UN motion aims to protect online privacy


Associated Press

UNITED NATIONS

The U.N. General Assembly’s human-rights committee on Tuesday unanimously adopted a resolution sponsored by Brazil and Germany to protect the right to privacy against unlawful surveillance, after months of reports about U.S. eavesdropping abroad.

The symbolic resolution, which seeks to extend personal-privacy rights to all people, followed a series of disclosures of U.S. eavesdropping on foreign leaders, including Brazilian President Dilma Rousseff and German Chancellor Angela Merkel, that surprised and angered allies.

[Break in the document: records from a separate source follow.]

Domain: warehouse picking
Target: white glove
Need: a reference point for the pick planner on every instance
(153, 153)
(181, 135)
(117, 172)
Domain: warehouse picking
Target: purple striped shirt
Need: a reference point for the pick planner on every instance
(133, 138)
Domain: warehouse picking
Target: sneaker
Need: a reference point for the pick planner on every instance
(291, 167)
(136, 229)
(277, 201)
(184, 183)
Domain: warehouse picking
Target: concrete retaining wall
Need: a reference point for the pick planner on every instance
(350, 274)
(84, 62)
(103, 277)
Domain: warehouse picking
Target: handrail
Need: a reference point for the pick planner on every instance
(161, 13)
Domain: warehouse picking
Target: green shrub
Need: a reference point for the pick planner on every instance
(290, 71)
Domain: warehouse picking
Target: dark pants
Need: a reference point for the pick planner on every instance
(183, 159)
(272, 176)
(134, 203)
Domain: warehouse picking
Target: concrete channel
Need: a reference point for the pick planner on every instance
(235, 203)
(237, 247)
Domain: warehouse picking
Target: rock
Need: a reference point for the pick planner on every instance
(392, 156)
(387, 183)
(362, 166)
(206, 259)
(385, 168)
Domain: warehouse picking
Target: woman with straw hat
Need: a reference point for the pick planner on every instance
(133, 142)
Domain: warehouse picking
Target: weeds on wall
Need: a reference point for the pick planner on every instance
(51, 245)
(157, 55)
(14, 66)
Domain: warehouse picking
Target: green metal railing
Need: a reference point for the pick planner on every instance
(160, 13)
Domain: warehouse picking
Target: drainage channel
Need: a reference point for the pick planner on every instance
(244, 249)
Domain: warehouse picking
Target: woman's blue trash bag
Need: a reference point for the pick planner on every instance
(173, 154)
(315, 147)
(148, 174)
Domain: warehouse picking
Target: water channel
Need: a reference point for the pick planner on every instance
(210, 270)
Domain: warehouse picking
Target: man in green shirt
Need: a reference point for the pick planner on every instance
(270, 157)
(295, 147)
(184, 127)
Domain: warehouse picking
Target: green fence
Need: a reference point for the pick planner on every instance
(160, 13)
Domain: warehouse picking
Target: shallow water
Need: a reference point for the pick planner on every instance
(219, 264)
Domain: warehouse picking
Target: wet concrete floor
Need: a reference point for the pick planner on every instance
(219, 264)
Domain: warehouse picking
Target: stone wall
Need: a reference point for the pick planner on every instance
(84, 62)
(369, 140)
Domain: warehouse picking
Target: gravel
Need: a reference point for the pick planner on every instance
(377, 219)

Brazil’s Ambassador Antonio de Aguiar Patriota said the resolution “establishes for the first time that human rights should prevail irrespective of the medium, and therefore need to be protected online and offline.”

The resolution expresses deep concern at “the negative impact” that such surveillance, “in particular when carried out on a mass scale, may have on the exercise and enjoyment of human rights.”

German Ambassador Peter Wittig asked, “Is the human right to privacy still protected in our digital world? And should everything that is technologically feasible, be allowed?”

The consensus adoption of the resolution means it also will unanimously pass the whole 193-member General Assembly in December. General Assembly resolutions aren’t legally binding but reflect world opinion and carry political weight.

The United States did not fight the measure after it engaged in lobbying last week with Britain, Canada, Australia and New Zealand, which comprise the “Five Eyes” intelligence-sharing group, to dilute some of the draft resolution’s language.